Equally, in the LAPD, the strategy to combat racism in the department calls out a series of dilemmas for staff about what to do. Strategies are generalizations and are never so detailed as to provide guidance about what to do in a particular situation at a particular time. As generalizations they have to be functionalized. Equally, a strategy to overcome racism in one institution is likely to be of limited use when the pattern arises in the city, and in the society as a whole. This is no argument against having such a strategy, but it demonstrates the limitations of thinking in terms of boundaries and the idea that one organisation can determine its future. The clip at the beginning of this post shows the negotiation of competing goods which goes on every day in every organization where staff are trying to work out how to take the next step together. On the one hand, as Robert Jackall argues in Moral Mazes[1], there is the obligation to make your boss look good: there can be no solution to this dilemma which compromises the boss. Neither boss nor employee can produce a solution which makes it obvious that the departmental strategy has not been followed, so in what James C Scott[2] refers to as the hidden transcript they negotiate an acceptable form of public transcript, which is largely in the boss’ favour, that the rookie has to drive alone because he has uncontrollable flatulence. Ostensibly the strategy to combat racism in the police department has been followed.

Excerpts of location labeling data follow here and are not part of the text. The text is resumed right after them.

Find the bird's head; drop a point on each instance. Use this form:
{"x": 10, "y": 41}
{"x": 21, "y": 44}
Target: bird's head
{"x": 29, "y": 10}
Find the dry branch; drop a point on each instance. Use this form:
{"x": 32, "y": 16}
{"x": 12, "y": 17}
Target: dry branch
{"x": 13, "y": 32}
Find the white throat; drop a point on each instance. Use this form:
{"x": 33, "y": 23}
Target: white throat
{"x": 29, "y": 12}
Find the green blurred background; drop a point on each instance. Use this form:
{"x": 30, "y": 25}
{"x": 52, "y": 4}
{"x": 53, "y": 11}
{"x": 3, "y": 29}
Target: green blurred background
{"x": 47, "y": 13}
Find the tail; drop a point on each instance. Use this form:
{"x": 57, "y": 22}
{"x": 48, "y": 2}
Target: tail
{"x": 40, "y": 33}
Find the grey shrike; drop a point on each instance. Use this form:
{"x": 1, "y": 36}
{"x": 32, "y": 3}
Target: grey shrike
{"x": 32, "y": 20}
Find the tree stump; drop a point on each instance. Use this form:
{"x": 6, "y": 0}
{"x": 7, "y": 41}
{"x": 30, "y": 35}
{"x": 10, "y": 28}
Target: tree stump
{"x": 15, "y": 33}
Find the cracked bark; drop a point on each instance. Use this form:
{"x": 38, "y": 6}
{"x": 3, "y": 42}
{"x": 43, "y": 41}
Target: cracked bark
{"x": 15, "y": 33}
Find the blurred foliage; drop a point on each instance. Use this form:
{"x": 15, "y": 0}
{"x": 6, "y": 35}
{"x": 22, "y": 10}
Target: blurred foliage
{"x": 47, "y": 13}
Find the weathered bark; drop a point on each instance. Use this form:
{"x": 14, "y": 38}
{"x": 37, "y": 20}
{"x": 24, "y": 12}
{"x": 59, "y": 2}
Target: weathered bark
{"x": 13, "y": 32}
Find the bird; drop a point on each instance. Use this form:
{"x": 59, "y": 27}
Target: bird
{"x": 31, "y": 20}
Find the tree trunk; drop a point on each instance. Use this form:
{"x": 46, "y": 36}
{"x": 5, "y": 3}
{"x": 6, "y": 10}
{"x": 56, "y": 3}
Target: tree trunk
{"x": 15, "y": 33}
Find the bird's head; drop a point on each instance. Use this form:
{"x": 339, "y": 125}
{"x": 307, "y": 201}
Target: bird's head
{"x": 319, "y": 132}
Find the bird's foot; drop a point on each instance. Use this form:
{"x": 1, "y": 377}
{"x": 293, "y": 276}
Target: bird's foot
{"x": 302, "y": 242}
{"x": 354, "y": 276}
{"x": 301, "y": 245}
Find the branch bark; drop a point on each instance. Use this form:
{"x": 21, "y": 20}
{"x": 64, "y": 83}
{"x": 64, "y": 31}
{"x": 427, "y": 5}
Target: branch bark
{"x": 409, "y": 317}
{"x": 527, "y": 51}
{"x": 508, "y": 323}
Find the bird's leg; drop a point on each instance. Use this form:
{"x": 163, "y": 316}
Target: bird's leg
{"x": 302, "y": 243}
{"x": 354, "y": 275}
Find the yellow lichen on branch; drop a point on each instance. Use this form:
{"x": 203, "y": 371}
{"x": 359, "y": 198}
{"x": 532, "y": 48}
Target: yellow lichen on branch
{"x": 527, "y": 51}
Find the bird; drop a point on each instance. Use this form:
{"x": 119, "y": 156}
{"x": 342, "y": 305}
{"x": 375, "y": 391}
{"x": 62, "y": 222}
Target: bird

The other significant theme to notice, both in this scene and throughout the film, is the way that characters try to persuade each other with argument using rhetoric. Both rookie and boss are trying to co-produce a convincing narrative of what has happened and why a particular course of action is now required. In a later scene where the Mat Dillon character meets his nemesis ‘Shaniqua Johnson’ he has to persuade her with an argument about why it would cost her nothing to accept his father onto Medicare. Strong narrative and rhetorical skills, then, are one way of overcoming a disadvantageous power figuration, although there is nothing inevitable about the outcome, simply if one has the best argument.

I imagine that this kind of gaming behaviour is endemic in many organizations as everyone negotiates, from a variety of different value positions, how to go on together. People try to coerce, persuade, convince, using rhetoric and narrative to describe the benefits that taking a particular course of action would bring about. My conjecture is that the tighter and more unrealistic the targets, the greater the tendency to game, particularly if there is limited opportunity to talk about the difficulty of achieving them.

Spoilers

Crash is a fictional representation of reality, so of course it is possible to take everything I have said above with a pinch of salt. The fact that the Mat Dillon character, as aggrieved racist, later goes on to save the black woman he assaulted sexually and that the rookie policeman shoots an unarmed black man could be interpreted as Hollywood chicanery. However, the substantive point I take from these scenes is that in any situation where we negotiate how to go on together in a particular context, where global patterns are being particularized in the vocabulary of complex responsive processes, there are always competing goods. The outcome is never determined simply by the global social patterns which create our habitus. We always have choices, no matter how limited. We sometimes have the opportunity to co-create a persuasive narrative about an alternative way of going on together, which is one way of working generatively with power. Equally, what the film makes clear is that the intention to do good is not enough on its own as there are always unintended consequences of acting on our intentions, and for which we are still responsible.

[1] Jackall, R. (2009) Moral Mazes, Oxford: Oxford University Press.

[2] Scott, J.C. (1990) Domination and the Arts of Resistance, Yale: Yale University Press.